Bir bilgeye sormuşlar...
— Dünyada en güzel şey ne?
— Sevmek.
— Peki sonra?
— Sevilmek.
— Neden sevmek sevilmekten önce geliyor?
— İnsan sevdiğine sevildiğinden daha çok emindir.
Bir bilgeye sormuşlar...
— Nasıl insan oluruz?
— Üç adım atlama gibi.
— Yani?
— Önce sana kötülük yapanlara kötülük düşünmemen gelir. İnsanlığa attığın ilk adım budur... Sana kötülük yapanlara iyilik yapabildiğin an ise ikinci büyük adımı atar ve hakiki insan olmaya başlarsın. Nihayet, sana iyilik yapanla kötülük yapan arasında bir fark hissetmeyecek hale geldiğin zaman insan olursun...
Bir bilgeye sormuşlar...
— Nasıl bu kadar doğru kararlar alabiliyorsunuz?
— Deneyim.
— O deneyimi nasıl kazandınız?
— Hatalarımla...
Bir bilgeye sormuşlar...
— Canınız ne istiyor?
— Canım hiçbir şey istememeyi istiyor.

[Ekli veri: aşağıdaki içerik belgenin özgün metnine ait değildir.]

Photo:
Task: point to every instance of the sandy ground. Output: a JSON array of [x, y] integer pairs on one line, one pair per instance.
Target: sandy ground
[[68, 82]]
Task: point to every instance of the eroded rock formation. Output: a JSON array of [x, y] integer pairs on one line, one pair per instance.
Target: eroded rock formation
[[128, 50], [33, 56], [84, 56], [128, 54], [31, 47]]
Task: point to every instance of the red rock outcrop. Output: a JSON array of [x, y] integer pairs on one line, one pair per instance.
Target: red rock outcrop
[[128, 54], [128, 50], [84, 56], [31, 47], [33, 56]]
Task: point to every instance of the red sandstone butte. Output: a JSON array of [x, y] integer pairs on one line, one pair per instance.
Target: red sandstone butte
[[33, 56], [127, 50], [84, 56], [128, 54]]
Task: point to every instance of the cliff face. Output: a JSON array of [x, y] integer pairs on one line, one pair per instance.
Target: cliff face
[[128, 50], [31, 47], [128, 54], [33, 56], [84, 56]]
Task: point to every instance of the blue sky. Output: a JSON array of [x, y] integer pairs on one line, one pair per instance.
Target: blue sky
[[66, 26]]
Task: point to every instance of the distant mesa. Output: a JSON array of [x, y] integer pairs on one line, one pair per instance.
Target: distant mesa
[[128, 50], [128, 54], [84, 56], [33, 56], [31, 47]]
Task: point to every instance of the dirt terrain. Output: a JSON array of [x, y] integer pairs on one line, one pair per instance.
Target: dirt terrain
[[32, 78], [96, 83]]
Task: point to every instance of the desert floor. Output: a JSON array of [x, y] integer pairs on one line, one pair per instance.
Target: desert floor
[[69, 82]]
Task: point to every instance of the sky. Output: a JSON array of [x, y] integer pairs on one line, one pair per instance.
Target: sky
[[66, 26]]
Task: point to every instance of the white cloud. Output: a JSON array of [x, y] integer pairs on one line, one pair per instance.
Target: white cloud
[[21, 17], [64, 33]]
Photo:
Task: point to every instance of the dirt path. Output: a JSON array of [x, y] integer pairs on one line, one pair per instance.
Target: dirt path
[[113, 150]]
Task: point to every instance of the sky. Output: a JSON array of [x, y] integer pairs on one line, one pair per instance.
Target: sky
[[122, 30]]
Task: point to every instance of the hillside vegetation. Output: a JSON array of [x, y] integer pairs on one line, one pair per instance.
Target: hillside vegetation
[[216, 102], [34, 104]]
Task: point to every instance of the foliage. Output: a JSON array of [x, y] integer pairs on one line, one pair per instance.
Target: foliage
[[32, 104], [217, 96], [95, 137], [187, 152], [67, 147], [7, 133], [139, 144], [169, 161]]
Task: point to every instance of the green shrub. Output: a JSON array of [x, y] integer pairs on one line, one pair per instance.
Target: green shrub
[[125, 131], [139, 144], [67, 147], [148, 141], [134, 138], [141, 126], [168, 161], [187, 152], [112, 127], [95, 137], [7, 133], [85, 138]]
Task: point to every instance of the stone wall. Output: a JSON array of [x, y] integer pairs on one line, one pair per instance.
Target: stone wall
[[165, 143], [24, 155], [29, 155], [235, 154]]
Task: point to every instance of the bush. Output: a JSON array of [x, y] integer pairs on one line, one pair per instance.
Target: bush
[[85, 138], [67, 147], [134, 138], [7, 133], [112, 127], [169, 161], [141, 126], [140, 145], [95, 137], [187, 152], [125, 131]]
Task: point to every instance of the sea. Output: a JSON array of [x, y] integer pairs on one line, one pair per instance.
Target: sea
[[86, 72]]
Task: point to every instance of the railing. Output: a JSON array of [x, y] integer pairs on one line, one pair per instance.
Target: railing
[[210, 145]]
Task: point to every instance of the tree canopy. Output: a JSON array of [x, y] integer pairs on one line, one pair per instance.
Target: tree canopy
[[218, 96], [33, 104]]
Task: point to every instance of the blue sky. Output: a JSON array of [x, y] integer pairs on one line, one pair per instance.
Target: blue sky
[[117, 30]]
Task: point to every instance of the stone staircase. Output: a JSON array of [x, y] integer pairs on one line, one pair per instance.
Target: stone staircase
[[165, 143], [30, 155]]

Bu ruh halinin adı gönül yorgunluğudur...
Bir bilgeye sormuşlar...
— Bir insanın zekâsını nereden anlarsınız?
— Konuşmasından.
— Ya hiç konuşmazsa?
— O kadar akıllı insan yoktur ki!
Bir bilgeye sormuşlar...
— En mutlu insan kimdir?
— Dağdaki çobandır.
— Neden?
— Çünkü insan bildikleriyle yaşar, onun bildikleri koyunları ve çevresiyle sınırlı, kendisini mutsuz edecek veya kafasını karıştıracak fazla bir bilgiye sahip değil.